In the past, printers were typically very large and expensive, as manufacturers had not yet figured out how to fit all of that power into a compact frame. Dot matrix and laser printers were just about the only option until the late 1970s, when a different type of machine started to be developed. From innovators like HP, Canon and Epson, inkjet printers burst on to the market in 1984, but reached optimum popularity in 1988 when HP introduced the Deskjet line of ink-based personal printers. Though it cost as much as $1,000 at the time to own one of these inkjet printers, it didn’t take long for the technology to advance and for other companies to jump on the bandwagon, while prices began to shrink. By the 1990s, inkjet printers had virtually silenced the dot matrix printing industry and began to compete with standard laser printers.
Inkjet technology works completely differently from laser technology, as it is dealing with liquid ink rather than powder toner. Instead of attracting toner to the paper, as with laser printing, inkjet printheads are moved across the page, dropping small droplets of ink as they move from side to side. The ink is expelled as the printer creates a vapor bubble, which forces a drop of ink onto the page. The fact that this happens more than thousands of times per minute is actually quite astounding. By applying multiple drops of different colors at different ratios, virtually any color can be created, and the result can be a fully-formed image or just simple text characters.
Most older inkjet models featured only two ink cartridges – one that held black printer ink and one combined cartridge that held cyan, magenta and yellow. More current models on the market offer a separate cartridge for each color, minimizing the amount of ink that is wasted. Some more advanced models even use 6 colors or more for even more detail and a wider color gamut.
One of the biggest drawbacks to inkjet printing is that ink cartridges tend to be much more expensive on a per-page basis than laser toner cartridges. Manufacturers had long held a monopoly on their supplies, and fostered the idea that cartridges made from other manufacturers might be incompatible or even damage the printer.

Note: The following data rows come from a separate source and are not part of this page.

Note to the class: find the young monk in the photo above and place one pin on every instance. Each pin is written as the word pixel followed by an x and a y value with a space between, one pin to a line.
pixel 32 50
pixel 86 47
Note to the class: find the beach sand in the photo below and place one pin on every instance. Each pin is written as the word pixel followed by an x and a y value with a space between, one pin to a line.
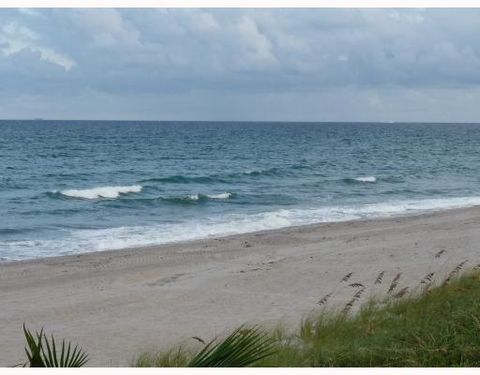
pixel 116 304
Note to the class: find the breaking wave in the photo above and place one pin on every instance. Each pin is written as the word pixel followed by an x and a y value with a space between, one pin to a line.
pixel 110 192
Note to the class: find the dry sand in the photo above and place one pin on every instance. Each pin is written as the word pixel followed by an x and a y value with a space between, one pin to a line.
pixel 119 303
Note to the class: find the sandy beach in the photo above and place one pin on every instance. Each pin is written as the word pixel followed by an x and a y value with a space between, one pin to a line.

When compatible and remanufactured cartridges came onto the scene, the game changed. Big manufacturers that were developing these machines now had to compete with prices of third-party vendors. Though some consumers always prefer to have name-brand products, the flip side to that is the fact that approximately 1.8 billion ink cartridges are currently residing in landfills and can take up to 1,000 years to decompose. The remanufactured options reuse the cartridges and avoid unnecessary waste. Thankfully, many organizations and even the major manufacturers now offer recycling programs to help reduce waste.